It’s easy to mistake the faired-in CBR250R for a larger capacity motorcycle, with styling that resembles Honda’s own VFR1200F. A front fairing extends downwards to shroud its engine bay, also serving to mount the rear view mirrors. The bikes curved visor provides first-rate wind protection at high speed. Neat attention to detail is apparent in the attractive steering head, as well as clip-on handlebars. We liked the 250R’s blue backlit LCD instruments arranged in an easy to decipher layout. An analogue tachometer dominates this bay and you also get a large digital speedometer, in addition to odometer, trip-counter, clock, fuel and temperature readouts.. Switchgear is comprehensive, with smart buffed alloy levers and nice palm grips also part of the latest Honda.
The tank looks classy, feeling equally nice thanks to perfectly sculpted knee grooves. Futuristic flank panels swoop back into the bi-colour tail, split grab bar and edgy brake warning light. Even the lower sections look dandy; beginning in a sharp belly pan, leading into a stubby silencer crafted from blackened stainless steel and neatly executed rider and pillion footrests.
Honda has developed this CBR’s 249cc, 4-stroke, dual overhead camshaft engine from scratch. The liquid-cooled, single cylinder powerplant is fuel-injected using Honda’s PGM-FI system, and employs generous cutting edge technologies to maximize efficiency.
The centrifugal cast, thin-wall cylinder sits offset 4mm from the crankshaft center towards the exhaust, reducing friction between the cylinder and molybdenum coated piston. Its cylinder sleeve exterior is textured for better heat dispersion, while the combustion chamber uses pent roof architecture. There’s an iridium spark-plug for enhanced durability, and a straight port layout with twin-beam fuel injection. A wet air-filter does duty, and the new engine uses four lightweight valves, with thin (4.5mm) stems. The world’s first roller rocker arms for a DOHC engine debut on the CBR250R, with tappet clearances being shim adjusted. Honda has built a recess into the cylinder head to temporarily accommodate the rocker arms, so mechanics need not labor to remove a camshaft when changing shims.
Bearings support the crankshaft journal in another first for any single cylinder Honda, while a balancer cuts vibrations. While peak power developed will be close to 25.8bhp at 8500rpm in India, a maximum torque figure of close to 2.3kgm at 7000rpm is expected.
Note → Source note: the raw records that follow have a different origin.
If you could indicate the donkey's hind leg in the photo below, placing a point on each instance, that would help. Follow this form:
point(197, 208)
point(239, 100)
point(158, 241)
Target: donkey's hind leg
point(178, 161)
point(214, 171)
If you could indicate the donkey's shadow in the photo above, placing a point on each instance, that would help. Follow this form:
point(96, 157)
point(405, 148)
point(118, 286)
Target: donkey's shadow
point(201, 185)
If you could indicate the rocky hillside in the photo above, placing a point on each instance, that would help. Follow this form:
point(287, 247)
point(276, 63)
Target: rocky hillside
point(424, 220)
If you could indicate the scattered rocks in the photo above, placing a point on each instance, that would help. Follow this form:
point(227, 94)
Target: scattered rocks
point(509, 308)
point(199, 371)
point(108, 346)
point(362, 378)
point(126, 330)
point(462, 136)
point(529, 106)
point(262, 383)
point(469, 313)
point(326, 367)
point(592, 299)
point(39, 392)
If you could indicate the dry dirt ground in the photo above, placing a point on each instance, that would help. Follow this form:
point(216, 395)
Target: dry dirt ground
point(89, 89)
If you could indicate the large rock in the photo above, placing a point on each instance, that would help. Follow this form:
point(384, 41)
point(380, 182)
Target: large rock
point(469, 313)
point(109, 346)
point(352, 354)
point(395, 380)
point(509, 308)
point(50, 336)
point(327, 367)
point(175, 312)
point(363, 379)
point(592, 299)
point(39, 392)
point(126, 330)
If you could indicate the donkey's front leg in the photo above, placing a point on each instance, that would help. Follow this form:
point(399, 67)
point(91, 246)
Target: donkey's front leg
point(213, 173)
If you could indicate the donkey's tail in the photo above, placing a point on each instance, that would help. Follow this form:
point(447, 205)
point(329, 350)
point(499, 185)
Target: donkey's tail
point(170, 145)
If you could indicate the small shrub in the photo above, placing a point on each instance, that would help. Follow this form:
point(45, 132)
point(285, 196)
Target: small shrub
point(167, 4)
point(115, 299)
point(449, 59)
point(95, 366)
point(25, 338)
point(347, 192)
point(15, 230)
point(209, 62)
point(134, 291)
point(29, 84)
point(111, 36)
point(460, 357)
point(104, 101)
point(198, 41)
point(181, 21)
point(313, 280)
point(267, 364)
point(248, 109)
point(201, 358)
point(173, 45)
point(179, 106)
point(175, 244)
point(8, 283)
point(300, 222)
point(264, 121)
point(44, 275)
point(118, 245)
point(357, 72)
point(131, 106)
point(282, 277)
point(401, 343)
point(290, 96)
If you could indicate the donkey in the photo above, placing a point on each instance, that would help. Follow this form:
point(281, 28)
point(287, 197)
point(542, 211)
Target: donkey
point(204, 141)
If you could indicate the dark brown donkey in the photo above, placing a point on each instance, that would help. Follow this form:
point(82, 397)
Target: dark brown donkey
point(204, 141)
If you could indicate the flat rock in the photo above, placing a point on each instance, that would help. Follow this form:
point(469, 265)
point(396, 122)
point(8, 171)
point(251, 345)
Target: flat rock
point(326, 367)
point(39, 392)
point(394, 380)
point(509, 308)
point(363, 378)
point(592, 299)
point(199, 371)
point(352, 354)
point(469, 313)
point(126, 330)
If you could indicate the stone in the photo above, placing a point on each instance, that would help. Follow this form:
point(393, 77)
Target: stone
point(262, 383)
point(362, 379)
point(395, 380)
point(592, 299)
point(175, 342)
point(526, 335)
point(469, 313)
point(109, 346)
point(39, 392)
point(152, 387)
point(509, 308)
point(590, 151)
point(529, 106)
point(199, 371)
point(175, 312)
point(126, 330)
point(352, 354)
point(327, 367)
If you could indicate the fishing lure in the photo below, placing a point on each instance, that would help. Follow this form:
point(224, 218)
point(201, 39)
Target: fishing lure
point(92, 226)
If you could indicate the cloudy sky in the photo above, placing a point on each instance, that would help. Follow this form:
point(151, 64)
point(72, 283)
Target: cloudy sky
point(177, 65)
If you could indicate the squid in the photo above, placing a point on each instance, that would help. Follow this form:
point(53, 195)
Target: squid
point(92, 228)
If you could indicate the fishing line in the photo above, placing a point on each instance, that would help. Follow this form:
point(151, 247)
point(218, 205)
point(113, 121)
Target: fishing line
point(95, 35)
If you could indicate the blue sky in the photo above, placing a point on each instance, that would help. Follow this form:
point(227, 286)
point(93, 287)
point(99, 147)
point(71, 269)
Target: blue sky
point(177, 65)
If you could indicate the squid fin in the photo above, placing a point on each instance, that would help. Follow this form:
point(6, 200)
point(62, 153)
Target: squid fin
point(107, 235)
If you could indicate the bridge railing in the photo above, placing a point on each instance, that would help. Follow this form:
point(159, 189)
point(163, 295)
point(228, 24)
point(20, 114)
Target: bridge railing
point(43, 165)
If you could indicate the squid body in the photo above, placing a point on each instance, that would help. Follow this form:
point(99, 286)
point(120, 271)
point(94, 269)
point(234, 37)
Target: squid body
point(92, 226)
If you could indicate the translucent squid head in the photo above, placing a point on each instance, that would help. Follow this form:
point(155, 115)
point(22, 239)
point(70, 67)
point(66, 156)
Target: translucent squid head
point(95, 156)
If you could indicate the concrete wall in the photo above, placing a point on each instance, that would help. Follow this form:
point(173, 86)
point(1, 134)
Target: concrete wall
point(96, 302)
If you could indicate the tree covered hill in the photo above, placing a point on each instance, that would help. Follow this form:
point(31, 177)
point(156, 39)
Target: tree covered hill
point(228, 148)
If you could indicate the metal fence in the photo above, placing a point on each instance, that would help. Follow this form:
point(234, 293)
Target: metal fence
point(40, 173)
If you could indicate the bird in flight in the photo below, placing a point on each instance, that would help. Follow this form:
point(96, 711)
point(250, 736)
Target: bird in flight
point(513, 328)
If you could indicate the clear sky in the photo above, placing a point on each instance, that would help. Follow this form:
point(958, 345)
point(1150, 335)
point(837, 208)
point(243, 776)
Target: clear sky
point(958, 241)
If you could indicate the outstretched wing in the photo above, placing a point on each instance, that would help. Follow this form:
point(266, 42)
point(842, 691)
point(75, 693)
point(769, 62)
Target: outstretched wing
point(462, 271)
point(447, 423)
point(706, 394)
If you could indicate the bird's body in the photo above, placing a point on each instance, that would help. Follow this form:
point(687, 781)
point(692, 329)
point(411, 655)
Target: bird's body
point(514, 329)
The engine note is pleasantly gruff, still soft. Engine revs build with a willing thrum the instant you select first, open throttle and let out the well weighted clutch. Throttle response is crisp, the CBR250R enjoying a wide, thoroughly refined powerband even novices won’t hesitate to exploit. Rpm rises in a smooth, purposeful rush through an adequate low end, to meet a meaty mid range and frantic top end rush as expected from this short stroke powerplant (bore and stroke is 76mm x 55mm). You’ve six-gears to play with in the one-down, five-up pattern, each shift accompanied by a light, precise feel at the pedal. The CBR is good for effortless 120kph cruising, with maximum speed likely in the region of 150kph.
A diamond frame, with steel pipe trusses binds the CBR250R together, with 37mm diameter telescopic front suspension, a rectangle section swingarm and Honda’s Pro-link system with 5-step preload adjustment working at the rear. The riding position feels mid way between commuter-friendly upright and sporty. The CBR250R seat offers good padding, helping make this a comfortable bike.
Handling is light, street friendly and stable through the corners; suitable for an occasional track day, but feeling most comfortable as motorcycle better suited to daily use.
Honda is offering top drawer, combined ABS front (296mm floating disc) and rear (220mm) disc brakes, as a paid option. Both calipers use advanced resin-molded pads. The combined system is calibrated to intervene and allocate brake pressure to the front and rear brakes whenever you depress the rear brake, while the front brake lever works independently as on any motorcycle. Both brakes are ABS enabled, the system modulating hydraulic pressure to prevent wheel lock in every situation.
The C-ABS system works its magic without any drama, is not intrusive and does not call for a rider to alter his braking habits. This clever system will make a pro of most novices.
The practical and city friendly CBR250R is a superbly balanced motorcycle that is going to set a benchmark in India. The 250R launches in India in April 2011, poised to provide enthusiasts a fine combination of style, adequate performance, street friendly handling as well as advanced brakes, at a decent price. The base model CBR250R retails for Rs 1.5 lakh (ex-showroom, Delhi), with the ABS variant priced higher at Rs 1.8 lakh (ex-showroom, Delhi).
A segment starting motorcycle from tomorrow, today, it’s going to be a while before we see another bike as good as Honda’s CBR250R.